World leaders reach out to Hollande
European and world leaders reached out on Sunday to France's
Socialist President-elect Francois Hollande, whose election win was
built in part on a pledge to renegotiate Europe's austerity pact. The
reaction from several European leaders suggested Hollande's argument
that austerity measures must be leavened by measures to encourage growth
appeared to be winning support.
President Francois Hollande |
European Commission chief Jose Manuel Barroso said he shared
Hollande's goal for jumpstarting Europe's economy, while US President
Barack Obama telephoned the victor to congratulate him and invite him to
the White House this month. "We clearly have a common objective:
relaunching the European economy to generate durable growth," said
Barroso.
"We must now transform these aspirations into concrete actions."

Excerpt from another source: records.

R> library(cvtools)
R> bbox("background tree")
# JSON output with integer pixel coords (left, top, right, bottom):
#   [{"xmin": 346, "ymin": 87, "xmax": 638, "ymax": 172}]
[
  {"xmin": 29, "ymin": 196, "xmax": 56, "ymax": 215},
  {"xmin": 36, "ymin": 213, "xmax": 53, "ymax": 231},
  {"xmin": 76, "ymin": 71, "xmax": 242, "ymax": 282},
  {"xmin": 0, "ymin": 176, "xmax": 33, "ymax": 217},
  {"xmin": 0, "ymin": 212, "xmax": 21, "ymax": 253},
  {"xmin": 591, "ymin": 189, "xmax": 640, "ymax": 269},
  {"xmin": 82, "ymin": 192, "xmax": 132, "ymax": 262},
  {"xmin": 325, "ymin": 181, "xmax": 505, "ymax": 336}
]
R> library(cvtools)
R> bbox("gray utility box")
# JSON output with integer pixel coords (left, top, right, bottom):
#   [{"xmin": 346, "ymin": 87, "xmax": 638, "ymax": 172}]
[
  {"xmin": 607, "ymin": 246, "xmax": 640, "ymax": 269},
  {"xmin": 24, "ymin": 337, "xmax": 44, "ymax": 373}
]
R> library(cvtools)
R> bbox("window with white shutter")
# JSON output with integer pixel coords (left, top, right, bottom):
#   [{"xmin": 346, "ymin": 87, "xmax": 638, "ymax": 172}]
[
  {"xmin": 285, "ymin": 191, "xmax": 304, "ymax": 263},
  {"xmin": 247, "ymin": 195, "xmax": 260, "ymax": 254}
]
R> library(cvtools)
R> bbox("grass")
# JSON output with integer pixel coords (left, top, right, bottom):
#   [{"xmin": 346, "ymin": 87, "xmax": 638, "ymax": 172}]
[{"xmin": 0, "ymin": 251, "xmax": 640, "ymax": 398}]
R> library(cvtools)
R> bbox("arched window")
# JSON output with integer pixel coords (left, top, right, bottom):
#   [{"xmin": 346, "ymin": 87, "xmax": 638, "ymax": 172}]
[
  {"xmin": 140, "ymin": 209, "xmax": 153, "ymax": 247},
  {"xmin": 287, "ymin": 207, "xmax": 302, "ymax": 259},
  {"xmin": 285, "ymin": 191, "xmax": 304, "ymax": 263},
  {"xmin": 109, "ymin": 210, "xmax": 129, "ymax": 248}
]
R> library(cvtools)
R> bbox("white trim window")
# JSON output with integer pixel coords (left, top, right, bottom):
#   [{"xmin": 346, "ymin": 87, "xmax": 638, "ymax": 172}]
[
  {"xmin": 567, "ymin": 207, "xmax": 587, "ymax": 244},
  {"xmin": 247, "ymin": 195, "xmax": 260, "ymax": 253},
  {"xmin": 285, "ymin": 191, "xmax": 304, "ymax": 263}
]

Belgium's Socialist Prime Minister Elio Di Rupo, the only EU leader to
come to France during the campaign to support Hollande, backed his
economic plan.
European budget discipline had to go hand-in-hand with an ambitious
growth strategy, he said, as he offered his congratulations.
Hollande has called on the eurozone to broaden its focus from
austerity to incorporate growth, a message that he repeated in his
victory speech, when he declared: "Austerity can no longer be the only
option." During the campaign, Hollande won few friends in Germany by
criticising Chancellor Angela Merkel's insistence on austerity as the
way out of the crisis. The German leader had backed Nicolas Sarkozy's
re-election campaign.
On Sunday, however, Germany pledged to work with the French
president-elect after he dealt a humiliating defeat to Sarkozy, Merkel's
closest European ally.
She phoned Hollande to congratulate him and invite him for early
talks in Berlin.
Britain's Conservative Prime Minister David Cameron, who had backed
Sarkozy at the beginning of the election campaign, also vowed to work
with Hollande to strengthen the Franco-British relationship, said a
spokesman.
Cameron's domestic austerity drive, however, is at odds with the
incoming French president's belief in government-driven growth.
Spain's conservative Prime Minister Mariano Rajoy, whose spending
cuts have sparked street protests in a country mired in recession and
suffering from a 24 percent jobless rate, also offered his
congratulations. Italian Prime Minister Mario Monti, congratulating
Hollande on his win, said he hoped for close cooperation aimed "at an
increasingly efficient and growth-oriented union."